Stephen Walker’s look at seven weeks in the lives of the Young@Heart Chorus is truly delightful and sad all in one awe-inspiring packing. I hate to use so many cliches in one sentence about a film, but I can’t really do better than to repeat all the typical movie muck and say, “No, really, I mean it.

This group of 70-90 somethings in Northampton,Massachusetts has been signing together under the direction of Bob Cilman for 25 years. What makes them unique, of course, is that they tend to sing songs that are completely unexpected from their particular age group.

They sing punk, classic rock, and contemporary rock all carefully chosen by Cilman to create some truly new interpretations. “I feel Good” or “Stayin’ Alive” or even the Ramone’s “I wanta be Sedated” become completely different songs under this chorus. When a 92 year old woman or a 80-something man who must wear an oxygen machine sing The Ramone’s lament about emotional pain it takes on a layer that I’m pretty sure the Ramone’s never considered. The song suddenly turns into a lament about the pain and indignities of old age. When the same man sings the first verse of “Stayin’ Alive” and claims “I’m a ladies man,” it takes again another level of humor and personal tenacity. It’s wonderful.

Walker follows the chorus as they prepare for a new set of songs and a new European tour. He focuses on several specific members of the chorus, two of which die before the end of the film. While I realize that’s a bit of a spoiler, I don’t think the knowledge will ruin the film for the average viewer. There is so much joy and so much sadness in a single Young@heart moment in this film, that I think the deaths will jerk tears out of anyone even if a person knew they were coming.

This chorus gets everyone excited, from the view of the audiences in the film. The first concert we see is at the local Northampton jail, just an hour after they’ve heard one of the chorus members has died.  During the concert, the prisoners are so moved by the chorus’s performance that they burst into tears during a song the group sings in tribute to their lost friend. When the concert is over, these rather rough looking dudes break huge grins and genuine gushing enthusiasm. One tattooed young man hugs a gray-headed chorus member and declares, “This is the best performance I’ve seen in my entire life.”

During the last concert in the film, there are ten-year old boys in the front row seriously getting down to just about every song. They look like normal ten-year-olds at a WWF match, all aglow in the coolness that is wafting down from the stage.

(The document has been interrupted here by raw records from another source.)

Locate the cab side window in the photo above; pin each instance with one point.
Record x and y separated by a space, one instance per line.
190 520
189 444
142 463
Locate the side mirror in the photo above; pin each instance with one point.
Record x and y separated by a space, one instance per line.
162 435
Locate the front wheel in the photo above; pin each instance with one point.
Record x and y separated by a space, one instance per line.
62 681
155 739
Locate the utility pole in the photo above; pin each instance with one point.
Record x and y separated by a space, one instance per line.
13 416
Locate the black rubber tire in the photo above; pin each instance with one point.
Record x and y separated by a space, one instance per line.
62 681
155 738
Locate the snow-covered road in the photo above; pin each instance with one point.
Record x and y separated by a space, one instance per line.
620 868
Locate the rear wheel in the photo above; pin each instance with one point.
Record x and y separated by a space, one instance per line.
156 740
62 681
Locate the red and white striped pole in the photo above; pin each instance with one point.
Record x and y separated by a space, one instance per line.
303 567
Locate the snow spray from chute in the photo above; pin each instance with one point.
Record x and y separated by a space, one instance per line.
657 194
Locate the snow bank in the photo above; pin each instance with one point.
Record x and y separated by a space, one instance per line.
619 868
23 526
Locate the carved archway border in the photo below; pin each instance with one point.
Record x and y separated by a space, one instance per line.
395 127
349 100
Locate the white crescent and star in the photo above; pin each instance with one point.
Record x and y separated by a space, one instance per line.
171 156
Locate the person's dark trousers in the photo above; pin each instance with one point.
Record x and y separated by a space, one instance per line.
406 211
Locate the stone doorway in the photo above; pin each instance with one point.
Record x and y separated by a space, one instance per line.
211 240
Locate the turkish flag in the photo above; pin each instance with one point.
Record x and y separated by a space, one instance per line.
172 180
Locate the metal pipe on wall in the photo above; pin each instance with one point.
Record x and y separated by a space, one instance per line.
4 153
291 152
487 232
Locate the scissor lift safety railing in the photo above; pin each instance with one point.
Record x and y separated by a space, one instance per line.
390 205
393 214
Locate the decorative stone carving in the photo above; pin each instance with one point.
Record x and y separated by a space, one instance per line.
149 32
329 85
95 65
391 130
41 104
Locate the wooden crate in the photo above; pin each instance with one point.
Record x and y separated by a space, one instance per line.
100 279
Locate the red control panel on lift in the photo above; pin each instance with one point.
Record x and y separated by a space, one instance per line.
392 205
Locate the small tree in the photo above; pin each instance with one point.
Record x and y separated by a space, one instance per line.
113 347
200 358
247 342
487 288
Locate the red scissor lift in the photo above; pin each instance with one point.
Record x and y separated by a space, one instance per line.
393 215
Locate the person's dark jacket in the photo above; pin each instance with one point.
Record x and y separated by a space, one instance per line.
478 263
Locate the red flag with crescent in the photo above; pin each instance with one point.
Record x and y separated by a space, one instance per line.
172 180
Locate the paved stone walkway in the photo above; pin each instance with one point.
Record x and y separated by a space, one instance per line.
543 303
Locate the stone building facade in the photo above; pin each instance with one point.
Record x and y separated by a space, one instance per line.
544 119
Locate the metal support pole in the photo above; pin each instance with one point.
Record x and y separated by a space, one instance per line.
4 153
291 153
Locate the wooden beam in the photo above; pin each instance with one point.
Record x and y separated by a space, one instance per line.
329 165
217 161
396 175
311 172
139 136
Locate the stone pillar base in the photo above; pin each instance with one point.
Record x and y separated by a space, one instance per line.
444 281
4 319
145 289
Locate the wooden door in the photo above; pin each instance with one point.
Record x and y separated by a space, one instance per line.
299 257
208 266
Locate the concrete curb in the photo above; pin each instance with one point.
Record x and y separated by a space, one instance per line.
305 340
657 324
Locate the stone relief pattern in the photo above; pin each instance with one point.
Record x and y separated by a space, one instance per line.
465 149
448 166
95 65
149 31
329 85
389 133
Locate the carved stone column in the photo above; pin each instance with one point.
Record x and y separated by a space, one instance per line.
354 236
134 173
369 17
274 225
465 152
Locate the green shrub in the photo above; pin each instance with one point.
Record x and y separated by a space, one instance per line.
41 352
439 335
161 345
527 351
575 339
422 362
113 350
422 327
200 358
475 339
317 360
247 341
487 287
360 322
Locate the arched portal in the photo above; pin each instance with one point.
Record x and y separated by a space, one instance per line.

I spent the vast majority of the film laughing at the pure honesty of the filmmaker and the chorus’s ability not to take themselves too seriously. One example of this rests in the small “music videos” that break up the general narrative. These brief videos are extremely joyful and you can just see the “giggling” behind the eyes of the chorus. This results in a truly fantastic portrait of life and music that is completely original, just like its subject.


1 Response so far »

  1. 1

    Tipper said,

    How interesting-I have never heard of the Young at Heart Chorus. I can see where the songs would both be surprising and have different meanings because of the age of the folks singing them.